Putin has answered that question many times. He has reiterated, “America loves subservient leaders who obey their orders; the US prefers diktat rather than dialogue; America does not need allies, it needs vassals.” Therein lies the problem.
As I know well, Putin abhors orders, especially if the West’s demands are contrary to the best interests of Russia. When Western leaders realised that Putin could not be manipulated, they began to demonise him. Thus began the “Putin-mania” and “Russophobia”.

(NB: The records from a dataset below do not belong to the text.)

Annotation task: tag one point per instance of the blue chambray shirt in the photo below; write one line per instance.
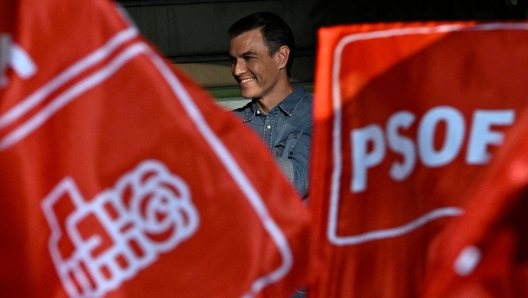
(287, 132)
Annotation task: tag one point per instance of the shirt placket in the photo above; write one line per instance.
(269, 123)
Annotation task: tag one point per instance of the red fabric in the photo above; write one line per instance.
(495, 223)
(407, 117)
(122, 178)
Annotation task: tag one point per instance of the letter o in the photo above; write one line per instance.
(455, 130)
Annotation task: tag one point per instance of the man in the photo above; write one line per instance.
(261, 52)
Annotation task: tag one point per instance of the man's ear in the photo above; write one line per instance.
(283, 53)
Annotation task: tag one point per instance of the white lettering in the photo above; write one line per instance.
(401, 144)
(481, 134)
(368, 146)
(361, 158)
(455, 129)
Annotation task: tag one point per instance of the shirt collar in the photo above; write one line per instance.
(287, 105)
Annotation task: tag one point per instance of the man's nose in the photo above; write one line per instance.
(238, 68)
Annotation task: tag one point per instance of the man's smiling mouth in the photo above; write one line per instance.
(246, 80)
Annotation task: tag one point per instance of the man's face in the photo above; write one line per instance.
(252, 66)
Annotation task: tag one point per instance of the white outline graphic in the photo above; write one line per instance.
(130, 52)
(336, 133)
(154, 191)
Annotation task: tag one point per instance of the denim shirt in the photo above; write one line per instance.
(287, 132)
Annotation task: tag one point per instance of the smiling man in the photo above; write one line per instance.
(261, 53)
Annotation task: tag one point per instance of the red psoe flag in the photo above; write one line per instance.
(122, 178)
(407, 119)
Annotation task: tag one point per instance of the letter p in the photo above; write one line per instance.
(362, 158)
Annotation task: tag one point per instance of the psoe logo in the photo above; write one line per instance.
(97, 244)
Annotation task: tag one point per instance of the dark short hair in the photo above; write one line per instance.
(275, 31)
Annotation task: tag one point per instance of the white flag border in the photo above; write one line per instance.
(135, 49)
(340, 240)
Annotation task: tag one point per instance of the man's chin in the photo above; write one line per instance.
(247, 95)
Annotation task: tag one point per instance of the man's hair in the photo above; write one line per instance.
(274, 29)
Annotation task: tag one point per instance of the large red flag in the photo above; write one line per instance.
(484, 253)
(122, 178)
(407, 118)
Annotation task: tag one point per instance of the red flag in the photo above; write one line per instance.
(484, 253)
(407, 117)
(122, 178)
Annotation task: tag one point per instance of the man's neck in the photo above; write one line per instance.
(269, 102)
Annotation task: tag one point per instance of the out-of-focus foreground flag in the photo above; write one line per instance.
(407, 119)
(122, 178)
(484, 252)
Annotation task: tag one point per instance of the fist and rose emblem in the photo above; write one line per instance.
(149, 211)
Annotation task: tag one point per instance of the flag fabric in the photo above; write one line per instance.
(122, 178)
(407, 117)
(484, 253)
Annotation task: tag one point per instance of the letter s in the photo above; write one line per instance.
(401, 144)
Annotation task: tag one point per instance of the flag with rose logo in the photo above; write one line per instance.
(122, 177)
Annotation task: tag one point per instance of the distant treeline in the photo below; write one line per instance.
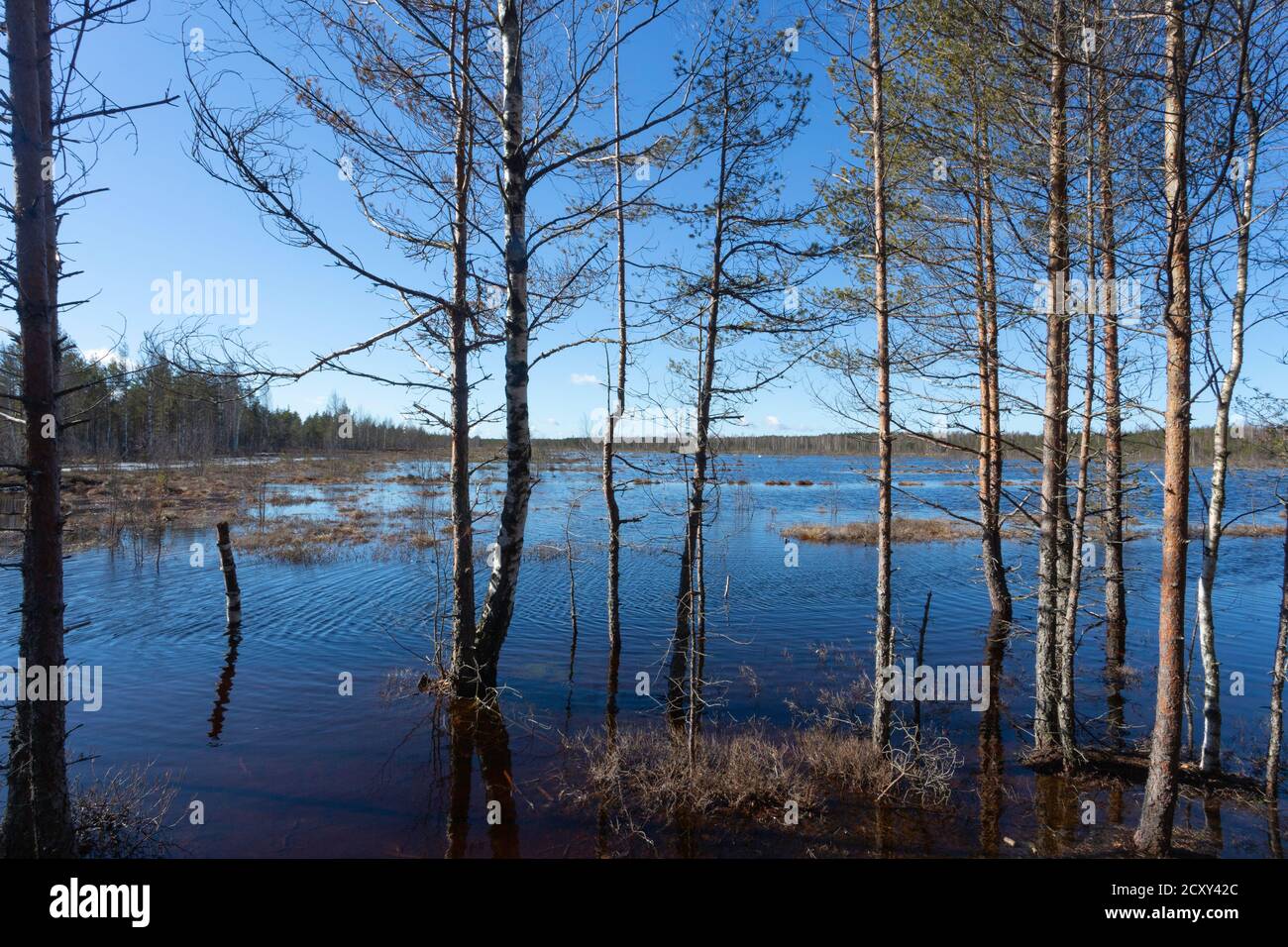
(1253, 445)
(160, 414)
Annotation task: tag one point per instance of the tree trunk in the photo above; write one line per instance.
(1116, 598)
(38, 815)
(990, 418)
(687, 596)
(1211, 754)
(478, 676)
(881, 707)
(618, 410)
(463, 514)
(228, 566)
(1044, 718)
(1276, 684)
(1154, 835)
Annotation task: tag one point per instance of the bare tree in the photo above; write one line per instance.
(1154, 834)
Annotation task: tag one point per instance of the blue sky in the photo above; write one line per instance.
(163, 214)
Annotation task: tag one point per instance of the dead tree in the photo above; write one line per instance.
(42, 137)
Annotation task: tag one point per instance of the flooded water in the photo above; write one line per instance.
(254, 725)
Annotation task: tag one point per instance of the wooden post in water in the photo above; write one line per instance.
(232, 591)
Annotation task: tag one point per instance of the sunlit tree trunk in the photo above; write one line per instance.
(1276, 684)
(1047, 678)
(990, 419)
(1154, 835)
(617, 408)
(1211, 755)
(463, 518)
(881, 707)
(691, 556)
(481, 671)
(1116, 600)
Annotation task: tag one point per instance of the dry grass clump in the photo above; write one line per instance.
(123, 814)
(649, 774)
(864, 534)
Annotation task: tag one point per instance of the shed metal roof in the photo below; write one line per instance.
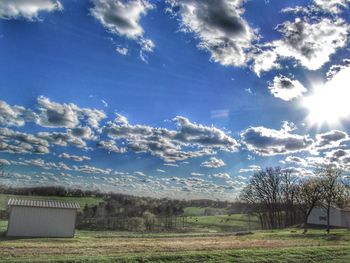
(43, 203)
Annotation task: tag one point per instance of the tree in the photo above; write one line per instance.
(332, 187)
(269, 193)
(308, 194)
(3, 166)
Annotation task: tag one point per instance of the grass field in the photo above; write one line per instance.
(81, 200)
(199, 211)
(236, 222)
(268, 246)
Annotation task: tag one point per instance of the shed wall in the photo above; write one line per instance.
(41, 222)
(338, 217)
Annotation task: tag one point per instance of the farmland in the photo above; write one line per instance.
(205, 238)
(81, 200)
(262, 246)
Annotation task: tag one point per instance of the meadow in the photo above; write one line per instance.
(205, 239)
(81, 200)
(288, 245)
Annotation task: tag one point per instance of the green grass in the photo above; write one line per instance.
(3, 226)
(81, 200)
(199, 211)
(289, 255)
(281, 246)
(235, 222)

I have known young and old Russians quite well for over 60 years. They are proud of their centuries-old history and heritage, having patriotically defeated Napoleon and Hitler, and proud of their status as a world power. They are content with the current free-market economy and the perks that come with it.
Russians are well-educated, disciplined, and knowledgeable about local and foreign affairs.
They love their country, and they prefer a steadfast leader. Therefore, they will vote for a candidate who will not only develop the country but also zealously protect Russia from foreign intervention.
Coincidentally or not, during his address to the nation last week, Putin said he would “continue to defend Russia’s freedom, preserve its history and traditions, further develop its democratic institutions, and protect its sovereignty, not allowing anyone to interfere in its internal affairs”.
(Somar Wijayadasa, a Moscow-educated international lawyer, was a Faculty Member of the University of Sri Lanka, worked in UN organisations (IAEA & FAO), was a Delegate of UNESCO to the UN General Assembly, and was a Representative of UNAIDS at the United Nations in New York).